Hochfield: [Talking in the background] You know, at that time, he was kinda a little bit [inaudible] . He was a little fellow. But the people in general, they were - they - I think - I think - I'll tell you the truth, I - I - as soon as the machine stopped, I just went home.

Q: Yes.

Hochfield: [Slight laugh.] And during - during walk outs, I didn't . . .


Female Voice: Have much time.

Hochfield: . . . I didn't have time to . . . .

Q: Now, so you don't know how the fire started, what was said at the time?

Hochfield: I can't - I really can't tell you about how the fire started. But I know it started on the eighth floor and it spread rapidly from the eighth floor. And I can tell you that much. That - it - the ninth floor, if the door on the ninth floor would have been opened I think most of the people would have been saved. That front door on the ninth floor - in fact, most of the casualties came from the ninth floor.

Q: How about the cutters?

Hochfield: The cutters. I think the tenth floor, most of the people were on the tenth floor and the eighth floor was saved. I think all the victims were from the ninth floor. Because that door was blocked.

Q: Well, how did you get out?


Hochfield: I got out - I got out from the - there were two doors. On the - let's see - do you know where the building is on Waverly Place and Greene Street? I don't - I don't remember . . .

Q: No, it was before my time.

Hochfield: I don't remember. I forgot about it. I know it was on Waverly Place and Washington - and anyway, there were two exits. But they kept - they kept one door locked because every night when - when we went home, each girl had to open her own bag and show to the men that they didn't steal any lace or - or any - or thread or material and so on and so forth.

So if that door would have been opened, I am positive there would be no casualties. And there--there were no men. Very few men.
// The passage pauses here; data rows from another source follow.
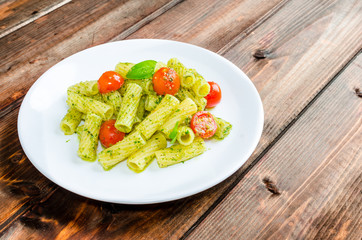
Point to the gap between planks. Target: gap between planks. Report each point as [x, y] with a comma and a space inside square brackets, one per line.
[33, 18]
[275, 140]
[14, 105]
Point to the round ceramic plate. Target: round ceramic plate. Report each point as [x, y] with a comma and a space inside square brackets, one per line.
[55, 154]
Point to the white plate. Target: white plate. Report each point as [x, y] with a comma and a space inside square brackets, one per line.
[55, 155]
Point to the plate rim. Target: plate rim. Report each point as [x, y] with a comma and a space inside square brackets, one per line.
[211, 183]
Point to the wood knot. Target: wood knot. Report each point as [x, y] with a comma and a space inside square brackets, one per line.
[261, 54]
[25, 188]
[270, 186]
[358, 92]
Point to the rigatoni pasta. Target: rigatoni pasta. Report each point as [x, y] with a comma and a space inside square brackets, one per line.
[127, 113]
[145, 116]
[139, 160]
[180, 153]
[89, 137]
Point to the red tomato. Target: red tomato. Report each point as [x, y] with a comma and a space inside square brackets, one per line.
[214, 96]
[203, 124]
[166, 81]
[110, 81]
[109, 134]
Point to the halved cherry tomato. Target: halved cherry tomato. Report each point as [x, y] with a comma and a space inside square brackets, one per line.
[203, 124]
[214, 96]
[166, 81]
[110, 81]
[109, 134]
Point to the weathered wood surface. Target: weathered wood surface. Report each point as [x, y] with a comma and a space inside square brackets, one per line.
[317, 169]
[297, 51]
[16, 14]
[11, 148]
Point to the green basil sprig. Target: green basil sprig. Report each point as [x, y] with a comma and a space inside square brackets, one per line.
[142, 70]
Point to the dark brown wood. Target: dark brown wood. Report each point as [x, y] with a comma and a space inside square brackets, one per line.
[16, 14]
[30, 51]
[39, 65]
[317, 166]
[306, 44]
[113, 26]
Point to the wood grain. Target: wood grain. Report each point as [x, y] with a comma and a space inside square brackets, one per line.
[30, 51]
[317, 167]
[76, 42]
[86, 30]
[16, 14]
[293, 56]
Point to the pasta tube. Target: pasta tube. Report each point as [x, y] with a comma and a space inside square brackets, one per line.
[185, 135]
[185, 93]
[87, 88]
[188, 79]
[89, 138]
[186, 108]
[158, 116]
[113, 99]
[139, 160]
[127, 113]
[70, 121]
[123, 68]
[152, 101]
[180, 153]
[111, 156]
[89, 105]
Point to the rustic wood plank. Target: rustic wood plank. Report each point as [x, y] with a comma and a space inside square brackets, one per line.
[16, 14]
[31, 50]
[20, 183]
[68, 47]
[177, 217]
[40, 55]
[317, 168]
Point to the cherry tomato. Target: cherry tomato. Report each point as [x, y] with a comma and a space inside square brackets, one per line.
[203, 124]
[109, 134]
[214, 96]
[110, 81]
[166, 81]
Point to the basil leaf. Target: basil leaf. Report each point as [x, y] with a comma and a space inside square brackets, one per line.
[142, 70]
[173, 134]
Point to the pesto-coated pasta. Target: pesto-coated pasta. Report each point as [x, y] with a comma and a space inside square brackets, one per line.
[152, 101]
[158, 116]
[186, 108]
[113, 99]
[185, 93]
[127, 113]
[89, 105]
[188, 79]
[185, 135]
[123, 68]
[87, 88]
[223, 128]
[140, 114]
[159, 65]
[180, 153]
[139, 160]
[201, 87]
[71, 121]
[111, 156]
[89, 138]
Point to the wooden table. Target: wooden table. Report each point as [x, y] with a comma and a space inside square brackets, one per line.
[302, 182]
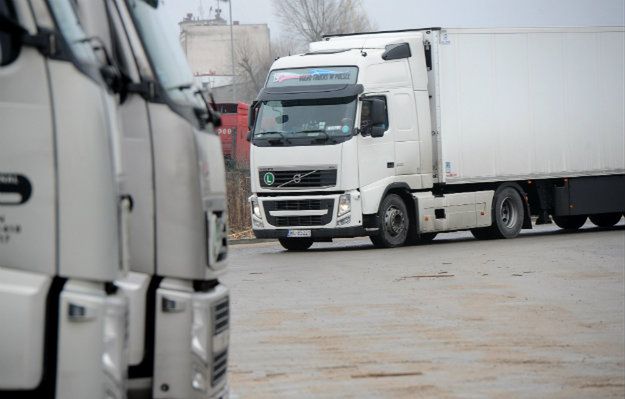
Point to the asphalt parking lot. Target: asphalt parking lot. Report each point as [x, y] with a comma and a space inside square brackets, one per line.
[540, 316]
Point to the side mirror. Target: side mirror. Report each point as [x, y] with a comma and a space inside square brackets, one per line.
[378, 112]
[11, 40]
[378, 130]
[251, 115]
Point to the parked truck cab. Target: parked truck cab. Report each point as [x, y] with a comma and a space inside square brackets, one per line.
[62, 210]
[179, 312]
[402, 135]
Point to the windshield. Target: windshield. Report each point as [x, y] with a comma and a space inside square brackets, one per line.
[305, 122]
[168, 60]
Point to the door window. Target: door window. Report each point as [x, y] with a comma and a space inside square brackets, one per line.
[9, 41]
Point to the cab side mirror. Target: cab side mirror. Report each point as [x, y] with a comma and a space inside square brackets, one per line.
[251, 115]
[11, 36]
[378, 112]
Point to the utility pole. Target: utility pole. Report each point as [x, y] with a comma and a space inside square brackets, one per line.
[234, 90]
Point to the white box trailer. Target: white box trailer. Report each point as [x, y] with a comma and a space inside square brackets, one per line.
[401, 135]
[516, 104]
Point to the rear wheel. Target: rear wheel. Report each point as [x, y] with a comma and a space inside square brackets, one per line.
[296, 244]
[569, 222]
[393, 223]
[605, 219]
[508, 214]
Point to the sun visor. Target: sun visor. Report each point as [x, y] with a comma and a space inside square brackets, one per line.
[309, 92]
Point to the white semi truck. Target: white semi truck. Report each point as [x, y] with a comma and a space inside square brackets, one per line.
[179, 312]
[173, 333]
[405, 134]
[62, 211]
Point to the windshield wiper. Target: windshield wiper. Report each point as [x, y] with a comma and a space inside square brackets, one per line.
[282, 135]
[326, 135]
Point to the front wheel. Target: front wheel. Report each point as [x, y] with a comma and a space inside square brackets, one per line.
[605, 219]
[296, 244]
[393, 223]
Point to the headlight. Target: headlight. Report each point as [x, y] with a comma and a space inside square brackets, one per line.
[256, 208]
[199, 331]
[345, 205]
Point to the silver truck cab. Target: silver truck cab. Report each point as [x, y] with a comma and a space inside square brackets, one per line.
[179, 312]
[62, 210]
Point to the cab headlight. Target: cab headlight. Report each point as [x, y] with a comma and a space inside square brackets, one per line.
[345, 205]
[256, 208]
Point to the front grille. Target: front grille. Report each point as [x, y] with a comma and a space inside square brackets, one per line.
[297, 178]
[286, 221]
[299, 205]
[221, 315]
[220, 367]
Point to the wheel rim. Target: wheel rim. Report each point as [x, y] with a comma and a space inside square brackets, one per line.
[394, 221]
[509, 213]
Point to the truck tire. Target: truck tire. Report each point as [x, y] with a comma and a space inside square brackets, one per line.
[605, 219]
[508, 213]
[393, 223]
[296, 244]
[569, 222]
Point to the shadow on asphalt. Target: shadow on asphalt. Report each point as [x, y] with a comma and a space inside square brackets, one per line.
[441, 240]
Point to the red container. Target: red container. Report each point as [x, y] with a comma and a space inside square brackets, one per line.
[233, 133]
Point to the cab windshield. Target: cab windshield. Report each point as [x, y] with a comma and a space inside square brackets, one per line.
[305, 122]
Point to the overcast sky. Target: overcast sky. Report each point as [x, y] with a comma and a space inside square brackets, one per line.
[403, 14]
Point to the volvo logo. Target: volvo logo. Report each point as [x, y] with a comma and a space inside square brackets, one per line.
[269, 178]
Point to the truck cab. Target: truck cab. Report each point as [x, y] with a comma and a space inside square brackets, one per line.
[402, 135]
[63, 210]
[346, 112]
[179, 312]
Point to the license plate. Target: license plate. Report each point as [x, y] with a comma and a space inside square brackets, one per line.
[298, 233]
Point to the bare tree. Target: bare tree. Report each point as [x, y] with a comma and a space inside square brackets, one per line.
[253, 63]
[309, 20]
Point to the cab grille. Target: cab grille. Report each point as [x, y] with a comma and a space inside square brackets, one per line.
[299, 205]
[280, 179]
[221, 314]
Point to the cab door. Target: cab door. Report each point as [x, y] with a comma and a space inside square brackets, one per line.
[27, 151]
[376, 155]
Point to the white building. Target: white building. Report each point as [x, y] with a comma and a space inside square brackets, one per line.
[207, 45]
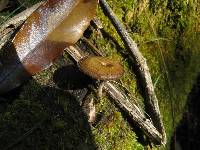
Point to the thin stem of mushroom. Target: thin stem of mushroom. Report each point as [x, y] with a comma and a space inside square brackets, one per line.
[142, 70]
[123, 102]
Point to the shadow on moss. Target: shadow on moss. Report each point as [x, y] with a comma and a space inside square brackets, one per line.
[44, 118]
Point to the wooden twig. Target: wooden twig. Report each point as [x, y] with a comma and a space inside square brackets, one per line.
[140, 64]
[123, 102]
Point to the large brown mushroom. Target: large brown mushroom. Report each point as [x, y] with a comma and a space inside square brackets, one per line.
[103, 68]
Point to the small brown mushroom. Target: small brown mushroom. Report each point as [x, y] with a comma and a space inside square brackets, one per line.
[102, 68]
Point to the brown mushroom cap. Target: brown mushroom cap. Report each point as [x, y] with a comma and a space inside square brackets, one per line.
[102, 68]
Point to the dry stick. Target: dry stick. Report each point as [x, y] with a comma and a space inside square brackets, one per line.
[144, 75]
[123, 102]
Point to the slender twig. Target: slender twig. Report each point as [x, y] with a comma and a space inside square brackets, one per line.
[143, 73]
[123, 102]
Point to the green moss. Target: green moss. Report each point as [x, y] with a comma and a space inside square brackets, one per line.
[167, 35]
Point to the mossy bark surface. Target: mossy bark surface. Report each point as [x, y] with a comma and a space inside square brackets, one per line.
[45, 112]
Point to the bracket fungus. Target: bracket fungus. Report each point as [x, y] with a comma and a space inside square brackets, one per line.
[55, 25]
[102, 68]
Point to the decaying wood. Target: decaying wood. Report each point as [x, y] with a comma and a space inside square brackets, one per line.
[123, 102]
[144, 75]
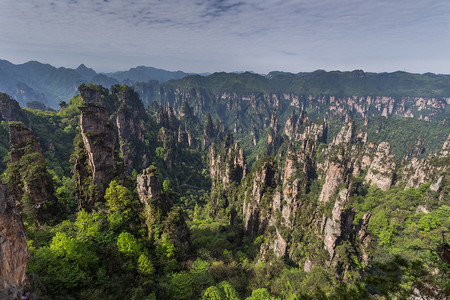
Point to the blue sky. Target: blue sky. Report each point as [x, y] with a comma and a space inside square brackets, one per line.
[229, 35]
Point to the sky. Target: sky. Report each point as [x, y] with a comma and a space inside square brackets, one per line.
[229, 35]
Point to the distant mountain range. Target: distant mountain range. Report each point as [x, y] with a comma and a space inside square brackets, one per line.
[34, 81]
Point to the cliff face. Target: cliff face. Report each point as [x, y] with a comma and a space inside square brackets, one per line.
[32, 185]
[226, 164]
[419, 171]
[382, 168]
[130, 121]
[257, 204]
[98, 136]
[160, 212]
[14, 254]
[10, 110]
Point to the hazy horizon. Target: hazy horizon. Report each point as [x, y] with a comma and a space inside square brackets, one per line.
[207, 36]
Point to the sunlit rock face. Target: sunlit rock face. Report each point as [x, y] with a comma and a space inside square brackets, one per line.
[14, 254]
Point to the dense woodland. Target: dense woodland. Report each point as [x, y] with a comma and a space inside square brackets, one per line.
[189, 199]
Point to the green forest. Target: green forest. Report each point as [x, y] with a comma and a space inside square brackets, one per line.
[122, 201]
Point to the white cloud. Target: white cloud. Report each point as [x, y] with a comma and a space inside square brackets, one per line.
[215, 35]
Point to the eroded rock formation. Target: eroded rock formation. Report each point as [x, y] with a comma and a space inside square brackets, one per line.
[99, 137]
[32, 185]
[14, 254]
[130, 121]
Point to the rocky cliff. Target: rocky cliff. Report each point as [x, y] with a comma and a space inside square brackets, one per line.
[130, 121]
[226, 163]
[31, 183]
[10, 110]
[14, 254]
[160, 213]
[418, 171]
[98, 136]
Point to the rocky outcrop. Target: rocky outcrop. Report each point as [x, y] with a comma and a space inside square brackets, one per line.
[226, 164]
[31, 184]
[333, 179]
[382, 168]
[209, 132]
[159, 211]
[340, 221]
[14, 254]
[130, 121]
[156, 204]
[99, 137]
[257, 209]
[419, 171]
[10, 110]
[148, 186]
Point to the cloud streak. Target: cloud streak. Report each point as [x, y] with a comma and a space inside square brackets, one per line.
[216, 35]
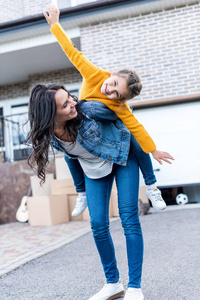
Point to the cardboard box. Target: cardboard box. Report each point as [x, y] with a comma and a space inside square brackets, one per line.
[48, 210]
[37, 189]
[63, 187]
Perhaps - perhaps if there were men, they would take - they would take a machine or hit the door. There were mostly the women. And they found most of them - they couldn't - the found in the dressing room. Nobody warned those.

Q: I see. Well the fire probably spread so rapidly . . .

Hochfield: Yeah.


Q: . . . and then without the automatic alarms, nobody to push a button . . .

Hochfield: Remember . . .

Q: Otherwise they would have to run up the stairs.

Hochfield: At that time - at that time the floors - the floors were wooden floors and they were soaked through with oil, the baskets that people worked was wicker baskets and each basket - each basket contained about four to five dozen blouses, lingerie at that time. And lace. How much - how much does it take to catch fire?

Q: That was a real fire trap.

Hochfield: Yes, it was a real fire trap.

Q: In fact, the . . .

Hochfield: And the people don't - the people weren't trained. It's a good thing that the stairs were [pause, seeking for word] - I think they were . . .

Female Voice: Concrete.


Hochfield: . . . concrete, if I'm not mistaken. Concrete or marble. I can't remember. But they were not - they were not wood.

Female Voice: They were not wood.

Hochfield: Yes. But -

Female Voice: But the people could not have walked down the stairs.

Hochfield: Oh, there . . . .

Q: And how were - were the stairs open or were they enclosed?

Hochfield: There's . . .

Q: Was there a stairwell or was it just all open hallway with the stairs on the end?

Hochfield: No, it was a stairwell - a stairway, in the hall.

Q: But you know, now, the stairway is enclosed. It's apart from the rest of the building, in the modern building


Hochfield: It was an enclosed stairwell.

Q: Was in enclosed then, too?

Hochfield: Yes.

Female Voice: How about the fire escapes? You said that you looked out the window and you saw people going down the fire escape.

Hochfield: Well, quite a number of people went down the fire escapes.

Female Voice: There were fire escapes?

Hochfield: Oh, yes. There was a fire escape.

Q: So then when was it that you went to look for your sister then?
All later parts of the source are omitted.